The New Yorker:
The F.B.I. director promised to save American democracy from those who would subvert it—while his secret programs subverted it from within.
By Margaret Talbot
One morning in the fall of 1971, President Richard Nixon set out to fire J. Edgar Hoover, the director of the F.B.I., who had ruled over the agency like a potentate since 1924. The two men were longtime friends, united by their political affinities, including a bone-deep antipathy to the American left, Old and New, and a tendency to demonize their critics. Over the years, Nixon and his wife, Pat, had socialized often with Hoover and his companion, Clyde Tolson. They had even vacationed together in the fifties, at a seaside resort in La Jolla, California, owned by a pair of Texas oil tycoons who went out of their way to put their powerful guests at ease. After Nixon lost the 1960 Presidential election, to John F. Kennedy, Hoover was frankly disappointed, and wrote to urge his friend not to give up on politics: “The United States and the Free World need a man of your stature desperately.” When Nixon made his comeback, in 1968, Hoover was a distinct asset, an old-school embodiment of law and order for a Presidential campaign that presented itself as the antidote to urban uprisings, campus protests, and street crime.

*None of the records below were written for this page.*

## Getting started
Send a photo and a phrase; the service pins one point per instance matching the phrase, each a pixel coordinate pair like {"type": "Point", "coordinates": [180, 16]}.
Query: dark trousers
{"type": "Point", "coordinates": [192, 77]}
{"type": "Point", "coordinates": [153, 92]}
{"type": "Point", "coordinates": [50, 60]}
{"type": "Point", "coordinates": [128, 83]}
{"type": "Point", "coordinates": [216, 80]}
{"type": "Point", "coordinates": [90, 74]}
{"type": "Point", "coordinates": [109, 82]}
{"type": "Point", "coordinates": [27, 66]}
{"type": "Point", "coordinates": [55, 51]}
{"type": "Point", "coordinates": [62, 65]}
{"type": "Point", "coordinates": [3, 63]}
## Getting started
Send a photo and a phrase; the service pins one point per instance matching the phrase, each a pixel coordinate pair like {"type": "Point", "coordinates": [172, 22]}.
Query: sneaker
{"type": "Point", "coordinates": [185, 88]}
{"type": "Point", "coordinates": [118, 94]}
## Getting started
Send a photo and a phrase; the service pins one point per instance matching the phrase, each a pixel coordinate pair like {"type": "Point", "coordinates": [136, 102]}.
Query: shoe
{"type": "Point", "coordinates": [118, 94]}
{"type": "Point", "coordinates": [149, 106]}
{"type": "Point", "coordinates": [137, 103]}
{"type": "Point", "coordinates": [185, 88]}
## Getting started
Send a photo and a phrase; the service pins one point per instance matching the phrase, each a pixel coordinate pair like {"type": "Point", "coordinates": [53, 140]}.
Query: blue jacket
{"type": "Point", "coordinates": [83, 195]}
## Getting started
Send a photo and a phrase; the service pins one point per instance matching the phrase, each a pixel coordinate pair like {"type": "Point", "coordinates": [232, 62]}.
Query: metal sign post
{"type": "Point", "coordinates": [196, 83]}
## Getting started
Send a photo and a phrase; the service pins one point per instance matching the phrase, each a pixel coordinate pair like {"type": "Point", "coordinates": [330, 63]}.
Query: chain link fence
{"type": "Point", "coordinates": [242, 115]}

But by that fall, more than two years into Nixon’s Presidency, Hoover had become a liability, the historian Beverly Gage explains in her crisply written, prodigiously researched, and frequently astonishing new biography, “G-Man: J. Edgar Hoover and the Making of the American Century” (Viking). He was seventy-six, and showing his age, napping for hours in his office in the afternoons. He was also showing, in Gage’s words, “increasing levels of vitriol and instability,” informing the White House, for instance, that the four student demonstrators shot to death by National Guardsmen at Kent State had “invited and got what they deserved.” In 1970, for the first time in a career in which he had enjoyed remarkable levels of public approval, half of Americans polled by Gallup said that they thought he should retire. And there was worse to come.